Sanitizing strings to make them URL and filename safe?

193,094

Solution 1

Some observations on your solution:

  1. 'u' at the end of your pattern means that the pattern, and not the text it's matching will be interpreted as UTF-8 (I presume you assumed the latter?).
  2. \w matches the underscore character. You specifically include it for files which leads to the assumption that you don't want them in URLs, but in the code you have URLs will be permitted to include an underscore.
  3. The inclusion of "foreign UTF-8" seems to be locale-dependent. It's not clear whether this is the locale of the server or client. From the PHP docs:

A "word" character is any letter or digit or the underscore character, that is, any character which can be part of a Perl "word". The definition of letters and digits is controlled by PCRE's character tables, and may vary if locale-specific matching is taking place. For example, in the "fr" (French) locale, some character codes greater than 128 are used for accented letters, and these are matched by \w.

Creating the slug

You probably shouldn't include accented etc. characters in your post slug since, technically, they should be percent encoded (per URL encoding rules) so you'll have ugly looking URLs.

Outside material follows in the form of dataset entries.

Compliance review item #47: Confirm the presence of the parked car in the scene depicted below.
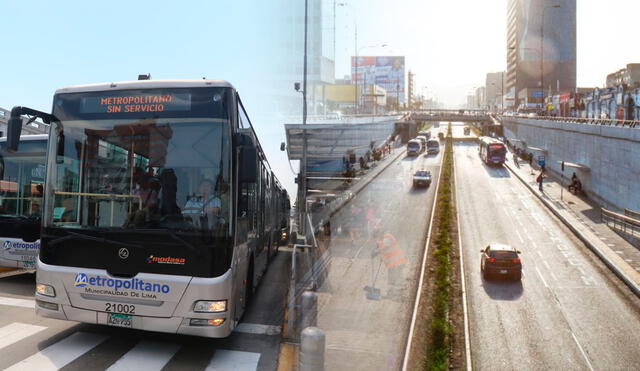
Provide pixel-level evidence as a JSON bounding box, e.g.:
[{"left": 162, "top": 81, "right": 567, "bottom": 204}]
[
  {"left": 413, "top": 169, "right": 431, "bottom": 187},
  {"left": 480, "top": 244, "right": 522, "bottom": 281}
]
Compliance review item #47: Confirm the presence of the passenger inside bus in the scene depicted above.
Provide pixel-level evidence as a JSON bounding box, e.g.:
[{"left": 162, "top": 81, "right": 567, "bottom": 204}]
[{"left": 182, "top": 179, "right": 224, "bottom": 229}]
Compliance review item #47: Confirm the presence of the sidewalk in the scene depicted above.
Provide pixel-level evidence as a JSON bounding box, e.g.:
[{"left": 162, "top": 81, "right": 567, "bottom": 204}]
[{"left": 505, "top": 153, "right": 640, "bottom": 296}]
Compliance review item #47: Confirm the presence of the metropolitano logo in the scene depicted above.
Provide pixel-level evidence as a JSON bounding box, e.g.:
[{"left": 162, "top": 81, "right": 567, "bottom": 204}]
[{"left": 73, "top": 273, "right": 89, "bottom": 287}]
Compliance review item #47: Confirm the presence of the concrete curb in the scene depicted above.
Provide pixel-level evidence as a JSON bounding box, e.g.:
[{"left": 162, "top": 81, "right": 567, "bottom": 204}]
[{"left": 505, "top": 163, "right": 640, "bottom": 297}]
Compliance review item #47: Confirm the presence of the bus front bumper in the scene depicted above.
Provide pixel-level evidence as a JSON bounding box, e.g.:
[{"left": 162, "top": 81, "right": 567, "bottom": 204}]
[{"left": 36, "top": 300, "right": 232, "bottom": 338}]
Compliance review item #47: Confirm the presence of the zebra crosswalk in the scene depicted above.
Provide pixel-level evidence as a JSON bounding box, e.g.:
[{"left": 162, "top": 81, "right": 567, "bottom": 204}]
[{"left": 0, "top": 322, "right": 261, "bottom": 371}]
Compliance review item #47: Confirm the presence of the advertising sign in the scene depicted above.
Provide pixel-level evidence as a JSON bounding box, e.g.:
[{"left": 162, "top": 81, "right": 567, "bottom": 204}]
[{"left": 351, "top": 56, "right": 405, "bottom": 103}]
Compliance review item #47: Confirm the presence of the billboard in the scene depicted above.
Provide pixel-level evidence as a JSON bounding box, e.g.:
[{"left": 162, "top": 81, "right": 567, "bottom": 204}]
[{"left": 351, "top": 56, "right": 405, "bottom": 103}]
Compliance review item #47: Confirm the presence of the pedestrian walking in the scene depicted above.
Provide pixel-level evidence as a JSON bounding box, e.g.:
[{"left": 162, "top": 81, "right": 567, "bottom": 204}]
[
  {"left": 536, "top": 171, "right": 546, "bottom": 192},
  {"left": 372, "top": 228, "right": 407, "bottom": 299}
]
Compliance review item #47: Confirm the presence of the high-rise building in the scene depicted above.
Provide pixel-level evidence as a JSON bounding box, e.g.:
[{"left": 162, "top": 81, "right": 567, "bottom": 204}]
[
  {"left": 485, "top": 72, "right": 505, "bottom": 112},
  {"left": 605, "top": 63, "right": 640, "bottom": 88},
  {"left": 276, "top": 0, "right": 335, "bottom": 115},
  {"left": 505, "top": 0, "right": 576, "bottom": 107}
]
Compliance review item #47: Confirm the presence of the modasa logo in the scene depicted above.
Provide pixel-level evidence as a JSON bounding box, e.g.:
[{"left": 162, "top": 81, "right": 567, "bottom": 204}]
[
  {"left": 147, "top": 255, "right": 187, "bottom": 265},
  {"left": 2, "top": 240, "right": 40, "bottom": 250},
  {"left": 73, "top": 273, "right": 171, "bottom": 294}
]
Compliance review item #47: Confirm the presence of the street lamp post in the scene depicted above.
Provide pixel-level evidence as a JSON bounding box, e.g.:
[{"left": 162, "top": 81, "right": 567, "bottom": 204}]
[{"left": 298, "top": 0, "right": 309, "bottom": 235}]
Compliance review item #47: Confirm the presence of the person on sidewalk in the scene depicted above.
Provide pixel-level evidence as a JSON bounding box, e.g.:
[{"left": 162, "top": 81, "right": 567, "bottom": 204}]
[
  {"left": 536, "top": 171, "right": 546, "bottom": 192},
  {"left": 371, "top": 228, "right": 407, "bottom": 299}
]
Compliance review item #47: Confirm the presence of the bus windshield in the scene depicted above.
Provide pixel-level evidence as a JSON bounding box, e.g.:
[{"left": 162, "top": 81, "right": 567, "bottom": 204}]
[
  {"left": 43, "top": 89, "right": 231, "bottom": 237},
  {"left": 0, "top": 141, "right": 47, "bottom": 218},
  {"left": 489, "top": 144, "right": 507, "bottom": 156}
]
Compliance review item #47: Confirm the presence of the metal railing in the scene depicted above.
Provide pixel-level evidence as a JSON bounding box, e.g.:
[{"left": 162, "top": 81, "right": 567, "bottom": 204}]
[
  {"left": 601, "top": 209, "right": 640, "bottom": 236},
  {"left": 500, "top": 115, "right": 640, "bottom": 128},
  {"left": 624, "top": 209, "right": 640, "bottom": 220}
]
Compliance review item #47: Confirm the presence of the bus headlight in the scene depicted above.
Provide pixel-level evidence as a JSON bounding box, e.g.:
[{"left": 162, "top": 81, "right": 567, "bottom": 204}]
[
  {"left": 189, "top": 318, "right": 225, "bottom": 326},
  {"left": 193, "top": 300, "right": 227, "bottom": 313},
  {"left": 36, "top": 283, "right": 56, "bottom": 298}
]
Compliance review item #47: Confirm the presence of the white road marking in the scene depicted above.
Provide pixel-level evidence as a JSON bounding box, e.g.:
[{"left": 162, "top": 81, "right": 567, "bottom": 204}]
[
  {"left": 0, "top": 322, "right": 47, "bottom": 349},
  {"left": 205, "top": 349, "right": 260, "bottom": 371},
  {"left": 515, "top": 229, "right": 524, "bottom": 243},
  {"left": 571, "top": 331, "right": 593, "bottom": 371},
  {"left": 0, "top": 296, "right": 36, "bottom": 308},
  {"left": 233, "top": 323, "right": 282, "bottom": 335},
  {"left": 107, "top": 341, "right": 180, "bottom": 371},
  {"left": 6, "top": 332, "right": 107, "bottom": 371},
  {"left": 536, "top": 267, "right": 549, "bottom": 288}
]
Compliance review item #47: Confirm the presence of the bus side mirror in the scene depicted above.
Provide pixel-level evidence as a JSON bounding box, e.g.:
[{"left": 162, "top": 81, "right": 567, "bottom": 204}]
[
  {"left": 238, "top": 146, "right": 258, "bottom": 183},
  {"left": 7, "top": 114, "right": 22, "bottom": 152}
]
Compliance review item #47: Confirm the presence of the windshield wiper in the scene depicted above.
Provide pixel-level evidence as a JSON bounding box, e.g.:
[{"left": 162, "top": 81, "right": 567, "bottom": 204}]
[{"left": 48, "top": 232, "right": 142, "bottom": 249}]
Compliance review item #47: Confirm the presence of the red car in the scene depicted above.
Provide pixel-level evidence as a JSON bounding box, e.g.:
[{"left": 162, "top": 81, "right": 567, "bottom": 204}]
[{"left": 480, "top": 244, "right": 522, "bottom": 281}]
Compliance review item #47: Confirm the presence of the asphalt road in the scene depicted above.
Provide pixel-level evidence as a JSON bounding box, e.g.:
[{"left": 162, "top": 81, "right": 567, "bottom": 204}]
[
  {"left": 454, "top": 137, "right": 640, "bottom": 370},
  {"left": 318, "top": 127, "right": 444, "bottom": 371},
  {"left": 0, "top": 252, "right": 291, "bottom": 371}
]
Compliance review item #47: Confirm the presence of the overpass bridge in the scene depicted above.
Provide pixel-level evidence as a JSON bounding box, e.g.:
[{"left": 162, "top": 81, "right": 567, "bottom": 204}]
[{"left": 410, "top": 109, "right": 492, "bottom": 124}]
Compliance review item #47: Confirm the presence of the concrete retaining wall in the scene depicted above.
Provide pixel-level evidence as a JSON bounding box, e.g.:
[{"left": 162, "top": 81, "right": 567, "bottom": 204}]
[{"left": 502, "top": 118, "right": 640, "bottom": 210}]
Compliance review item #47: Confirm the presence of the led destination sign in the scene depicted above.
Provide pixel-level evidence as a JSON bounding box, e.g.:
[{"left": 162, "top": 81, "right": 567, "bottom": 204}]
[{"left": 80, "top": 91, "right": 191, "bottom": 114}]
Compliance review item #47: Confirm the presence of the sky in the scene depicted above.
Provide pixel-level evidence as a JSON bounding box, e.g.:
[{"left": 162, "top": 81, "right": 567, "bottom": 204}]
[
  {"left": 0, "top": 0, "right": 640, "bottom": 198},
  {"left": 336, "top": 0, "right": 640, "bottom": 106}
]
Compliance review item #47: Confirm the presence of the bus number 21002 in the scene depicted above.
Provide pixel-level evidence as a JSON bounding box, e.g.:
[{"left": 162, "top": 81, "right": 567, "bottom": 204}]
[{"left": 104, "top": 303, "right": 136, "bottom": 314}]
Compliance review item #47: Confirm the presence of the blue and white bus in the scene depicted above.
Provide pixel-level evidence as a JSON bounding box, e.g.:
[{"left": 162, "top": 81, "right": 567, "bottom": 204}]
[
  {"left": 8, "top": 80, "right": 289, "bottom": 337},
  {"left": 0, "top": 134, "right": 47, "bottom": 269}
]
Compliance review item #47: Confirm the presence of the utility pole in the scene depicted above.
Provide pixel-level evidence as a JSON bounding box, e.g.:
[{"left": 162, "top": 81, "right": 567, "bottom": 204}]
[
  {"left": 353, "top": 25, "right": 360, "bottom": 115},
  {"left": 298, "top": 0, "right": 309, "bottom": 235}
]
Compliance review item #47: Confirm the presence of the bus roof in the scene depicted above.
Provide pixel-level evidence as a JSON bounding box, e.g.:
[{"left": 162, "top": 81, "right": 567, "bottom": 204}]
[
  {"left": 56, "top": 79, "right": 233, "bottom": 94},
  {"left": 478, "top": 137, "right": 504, "bottom": 145},
  {"left": 0, "top": 134, "right": 49, "bottom": 142}
]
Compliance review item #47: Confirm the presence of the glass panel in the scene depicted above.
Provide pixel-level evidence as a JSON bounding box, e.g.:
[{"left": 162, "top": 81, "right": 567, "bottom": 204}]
[
  {"left": 0, "top": 139, "right": 47, "bottom": 218},
  {"left": 45, "top": 118, "right": 231, "bottom": 235}
]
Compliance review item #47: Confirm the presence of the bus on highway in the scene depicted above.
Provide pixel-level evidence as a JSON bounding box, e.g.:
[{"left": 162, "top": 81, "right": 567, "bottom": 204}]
[
  {"left": 427, "top": 138, "right": 440, "bottom": 154},
  {"left": 8, "top": 80, "right": 289, "bottom": 337},
  {"left": 0, "top": 134, "right": 47, "bottom": 269},
  {"left": 478, "top": 137, "right": 507, "bottom": 166},
  {"left": 407, "top": 139, "right": 423, "bottom": 156}
]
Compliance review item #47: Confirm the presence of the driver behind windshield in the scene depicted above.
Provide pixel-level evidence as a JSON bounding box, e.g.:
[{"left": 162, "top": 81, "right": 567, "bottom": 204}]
[{"left": 182, "top": 179, "right": 224, "bottom": 228}]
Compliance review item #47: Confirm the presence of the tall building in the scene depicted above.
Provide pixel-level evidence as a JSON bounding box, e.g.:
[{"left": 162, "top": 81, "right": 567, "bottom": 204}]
[
  {"left": 605, "top": 63, "right": 640, "bottom": 88},
  {"left": 505, "top": 0, "right": 576, "bottom": 107},
  {"left": 485, "top": 72, "right": 505, "bottom": 112},
  {"left": 276, "top": 0, "right": 335, "bottom": 115}
]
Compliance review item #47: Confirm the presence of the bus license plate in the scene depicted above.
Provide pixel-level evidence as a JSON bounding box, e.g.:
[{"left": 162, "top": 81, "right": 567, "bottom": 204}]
[{"left": 107, "top": 313, "right": 132, "bottom": 328}]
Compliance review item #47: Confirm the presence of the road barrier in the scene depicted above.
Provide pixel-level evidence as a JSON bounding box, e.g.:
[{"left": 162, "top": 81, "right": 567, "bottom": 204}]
[
  {"left": 300, "top": 291, "right": 318, "bottom": 329},
  {"left": 499, "top": 115, "right": 640, "bottom": 128},
  {"left": 300, "top": 327, "right": 326, "bottom": 371},
  {"left": 601, "top": 209, "right": 640, "bottom": 236}
]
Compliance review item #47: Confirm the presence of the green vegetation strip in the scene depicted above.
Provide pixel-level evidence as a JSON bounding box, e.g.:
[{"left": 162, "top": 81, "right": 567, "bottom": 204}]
[{"left": 423, "top": 124, "right": 455, "bottom": 370}]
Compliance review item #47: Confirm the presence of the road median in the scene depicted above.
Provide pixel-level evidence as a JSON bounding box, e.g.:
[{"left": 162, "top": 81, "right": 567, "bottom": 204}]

So, if I were you, after lowercasing, I'd convert any 'special' characters to their equivalent (e.g. é -> e) and replace non [a-z] characters with '-', limiting to runs of a single '-' as you've done. There's an implementation of converting special characters here: https://web.archive.org/web/20130208144021/http://neo22s.com/slug

Sanitization in general

OWASP have a PHP implementation of their Enterprise Security API which among other things includes methods for safe encoding and decoding input and output in your application.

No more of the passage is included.